ECG 6 Julio 2020

Debate iniciado por Editores CardioTeca 4 semanas

El compañero de habitación del paciente de la semana pasada, avisa a enfermería porque algo no va bien. Se encuentra sudoroso, tembloroso. Se le hace un ECG que es el siguiente...

Pulse encima del ECG para ampliarlo en una pestaña nueva del navegador

ECG

Tienes que ser miembro de este grupo para poder participar en este debate
Emilio Megias Villa
Emilio Megias Villa
Yo lo hubiese chispado, seguro. Lo reconozco.
3 semanas
Ramón Salgado
Ramón Salgado
Gracias. Buen caso. Cuando estamos delante de un electro de esta envergadura corremos el riesgo de entrar en visión en tunel. Píldoras como la de esta semana amplían nuestra vista periférica y seguro, algún día, salvarán alguna vida. Un saludo
3 semanas
Javier Higueras
Javier Higueras
Me meto con vosotros para ayudaros a solucionar problemas, no para reirme de nadie.

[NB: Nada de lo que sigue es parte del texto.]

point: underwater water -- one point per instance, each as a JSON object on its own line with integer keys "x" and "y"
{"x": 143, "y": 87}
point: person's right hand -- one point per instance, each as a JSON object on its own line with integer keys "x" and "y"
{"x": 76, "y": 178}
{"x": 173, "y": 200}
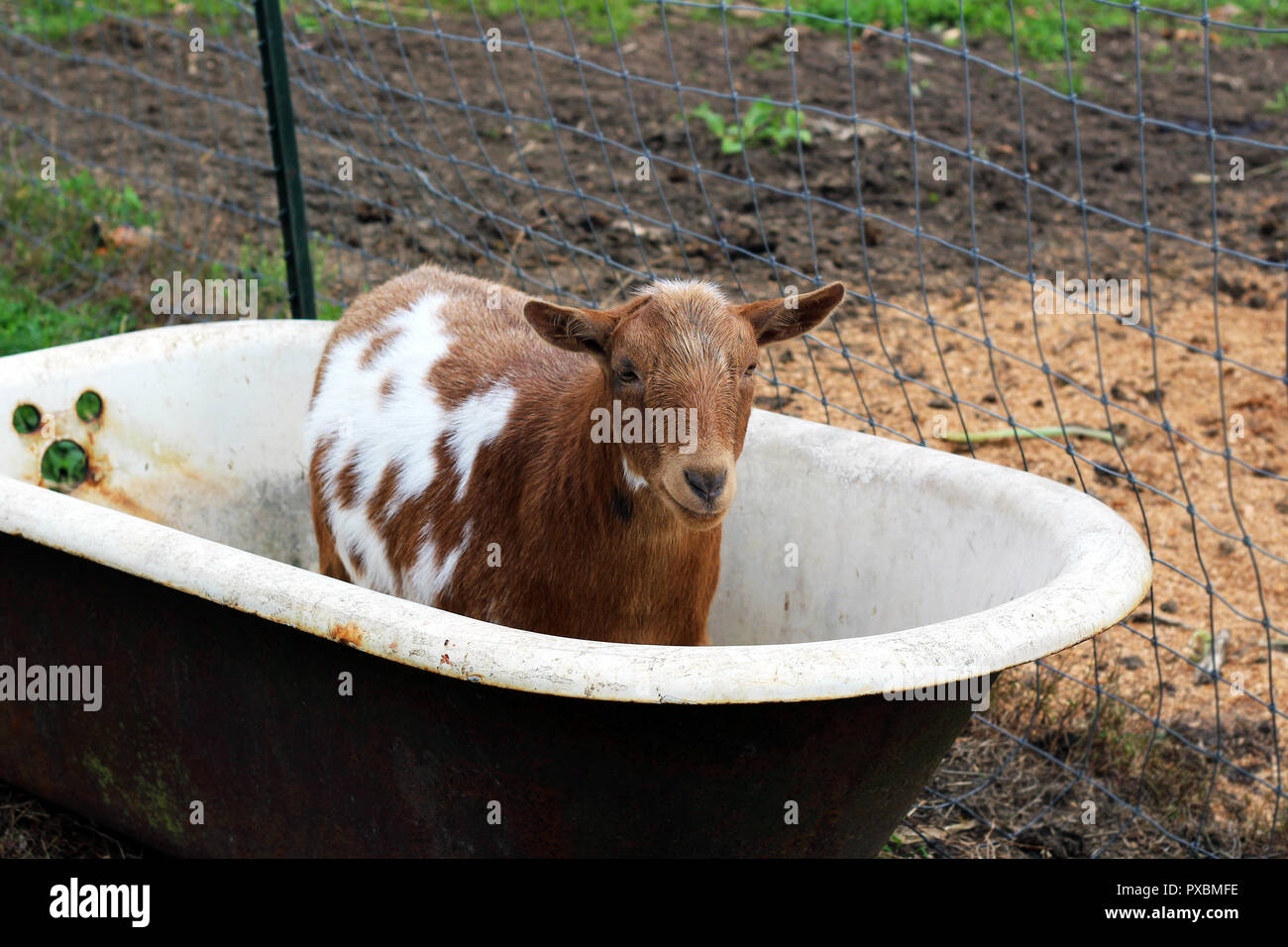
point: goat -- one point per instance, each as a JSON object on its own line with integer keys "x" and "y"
{"x": 468, "y": 450}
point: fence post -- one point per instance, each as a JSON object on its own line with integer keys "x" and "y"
{"x": 286, "y": 159}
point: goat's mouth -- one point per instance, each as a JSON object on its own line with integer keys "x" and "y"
{"x": 694, "y": 518}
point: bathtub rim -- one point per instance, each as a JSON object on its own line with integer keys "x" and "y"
{"x": 1076, "y": 604}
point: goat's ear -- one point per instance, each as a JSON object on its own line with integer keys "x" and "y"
{"x": 576, "y": 330}
{"x": 778, "y": 320}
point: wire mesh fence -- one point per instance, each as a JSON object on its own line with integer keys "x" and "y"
{"x": 1064, "y": 228}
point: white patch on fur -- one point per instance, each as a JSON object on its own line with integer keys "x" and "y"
{"x": 348, "y": 408}
{"x": 683, "y": 286}
{"x": 476, "y": 421}
{"x": 425, "y": 579}
{"x": 632, "y": 479}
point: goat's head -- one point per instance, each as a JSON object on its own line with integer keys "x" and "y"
{"x": 681, "y": 367}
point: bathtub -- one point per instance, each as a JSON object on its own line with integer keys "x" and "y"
{"x": 250, "y": 706}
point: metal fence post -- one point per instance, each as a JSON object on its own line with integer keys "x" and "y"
{"x": 286, "y": 159}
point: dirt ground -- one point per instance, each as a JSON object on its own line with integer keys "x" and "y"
{"x": 523, "y": 166}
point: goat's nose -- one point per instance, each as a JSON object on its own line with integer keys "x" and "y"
{"x": 707, "y": 484}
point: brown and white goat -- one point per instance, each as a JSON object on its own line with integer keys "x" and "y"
{"x": 455, "y": 459}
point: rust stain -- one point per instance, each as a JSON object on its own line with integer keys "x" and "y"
{"x": 95, "y": 491}
{"x": 347, "y": 634}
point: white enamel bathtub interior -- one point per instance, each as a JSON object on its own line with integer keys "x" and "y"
{"x": 851, "y": 565}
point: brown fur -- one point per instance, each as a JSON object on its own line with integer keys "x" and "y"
{"x": 581, "y": 554}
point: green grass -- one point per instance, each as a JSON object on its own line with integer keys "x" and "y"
{"x": 64, "y": 282}
{"x": 763, "y": 123}
{"x": 1278, "y": 102}
{"x": 1038, "y": 26}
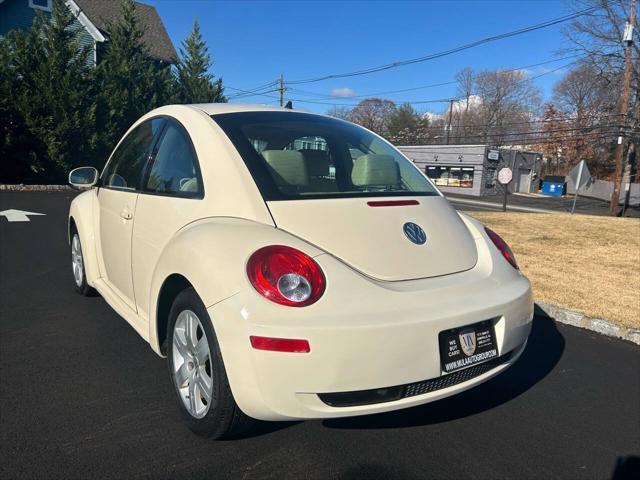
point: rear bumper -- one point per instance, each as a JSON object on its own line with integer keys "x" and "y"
{"x": 371, "y": 335}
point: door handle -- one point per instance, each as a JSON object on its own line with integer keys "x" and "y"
{"x": 126, "y": 214}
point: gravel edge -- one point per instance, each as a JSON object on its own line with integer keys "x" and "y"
{"x": 34, "y": 188}
{"x": 580, "y": 320}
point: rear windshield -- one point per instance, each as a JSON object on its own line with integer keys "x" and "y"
{"x": 294, "y": 156}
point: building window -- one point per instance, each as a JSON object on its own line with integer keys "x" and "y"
{"x": 41, "y": 5}
{"x": 461, "y": 177}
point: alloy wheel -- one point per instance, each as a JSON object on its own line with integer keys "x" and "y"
{"x": 192, "y": 372}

-"Taquicardia a casi 300 lpm con QRS ancho de 200mseg en el que podemos observar latidos de fusión (3er y 7º QRS de V2) y latidos de captura (3er y 8º QRS en V4), lo que inclinaria mi diagnótico a TV monomorfa. Actitud: Si el paciente esta inestable (como parece estar por la clínica nuestro paciente) CVE. Si el paciente esta estable iniciaría con Procainamida ev (de no ceder, intentaria con Amiodarona y si tampoco cede...CVE)." No Ya os he explicado que no. Y un consejo nunca desfibriles de urgencia -pensando que tu paciente tiene una FV/TV- a un paciente que puede hablar contigo.

-". Llama la atención la derivada III de la cara inferior, donde se aprecia un ritmo sinusal" Esa es la clave. Repetir el ECG y ver si hay una derivación un poco suelta o si el paciente tiembla mucho. No se puede fibrilar en 11 derivaciones y en una no. Por lo menos, no se puede fibrilar en una derivación y en la que tiene encima y abajo en vertical no.

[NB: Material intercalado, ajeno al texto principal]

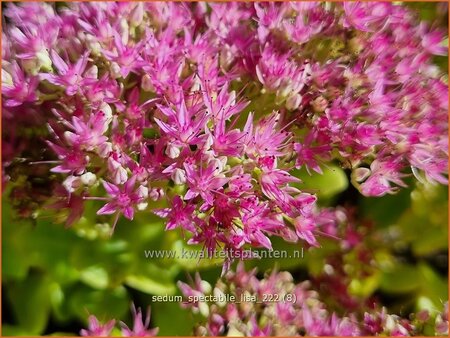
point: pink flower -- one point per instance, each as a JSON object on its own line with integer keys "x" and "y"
{"x": 16, "y": 87}
{"x": 179, "y": 215}
{"x": 204, "y": 181}
{"x": 305, "y": 227}
{"x": 88, "y": 135}
{"x": 184, "y": 124}
{"x": 126, "y": 57}
{"x": 140, "y": 328}
{"x": 123, "y": 199}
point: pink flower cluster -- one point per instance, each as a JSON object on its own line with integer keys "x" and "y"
{"x": 199, "y": 112}
{"x": 276, "y": 306}
{"x": 140, "y": 326}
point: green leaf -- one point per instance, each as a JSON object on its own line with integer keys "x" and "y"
{"x": 104, "y": 304}
{"x": 402, "y": 278}
{"x": 171, "y": 319}
{"x": 151, "y": 279}
{"x": 332, "y": 182}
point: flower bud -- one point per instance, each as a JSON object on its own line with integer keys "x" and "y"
{"x": 172, "y": 151}
{"x": 104, "y": 149}
{"x": 88, "y": 179}
{"x": 146, "y": 83}
{"x": 293, "y": 101}
{"x": 137, "y": 14}
{"x": 115, "y": 70}
{"x": 360, "y": 174}
{"x": 156, "y": 194}
{"x": 72, "y": 183}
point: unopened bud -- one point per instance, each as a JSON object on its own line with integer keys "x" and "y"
{"x": 293, "y": 101}
{"x": 178, "y": 176}
{"x": 88, "y": 179}
{"x": 172, "y": 151}
{"x": 72, "y": 183}
{"x": 147, "y": 84}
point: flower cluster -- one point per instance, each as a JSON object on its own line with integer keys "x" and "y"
{"x": 276, "y": 306}
{"x": 199, "y": 112}
{"x": 140, "y": 327}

-"perdonarme, pero puede ser que esta calor me esté evaporando el cerebro, ahora mismo estamos en Jaén, a unos 43º, pero no entiendo lo del artefacto, lo de la DIII, puede tener otra explicacion, ademas solo se ve en esa," 43º no debe de ser bueno para nada... Espero que te haya quedado claro con el juego que os he propuesto en el post anterior.

"A la velocidad que va el registro no hay mucho tiempo para entretenernos en el análisis del mismo así que simulando estar en circunstancias reales vería un ECG con taquicardia regular de QRS ancho en que se aprecian muy bien desde v2 a v5 capturas y fusiones o dicho de otro modo; signos de TV.
La duda es una TSV pero no va a aguantar mucho a ese rítmo de 250 así que haría una cardioversión eléctrica a topepower que es lo que salvará a nuestro paciente" Ah,otra cosa, ¡¡¡ si alguien se hubiera tomado la molestia de tomar el pulso al paciente -pulso periférico o central- o auscultar se había dado cuenta de que el paciente estaba a 55 lpm!!!!

Espero que os haya gustado el caso y su resolución. Espero que haya merecido la pena la espera -perdonad otra vez el retraso-. Igual que hay veces que os digo que el ECG es un caso difiricl o de una patología infrecuente... estoy convencido de que todos los que seguís esta página veréis uno como estos antes de que acabe el año.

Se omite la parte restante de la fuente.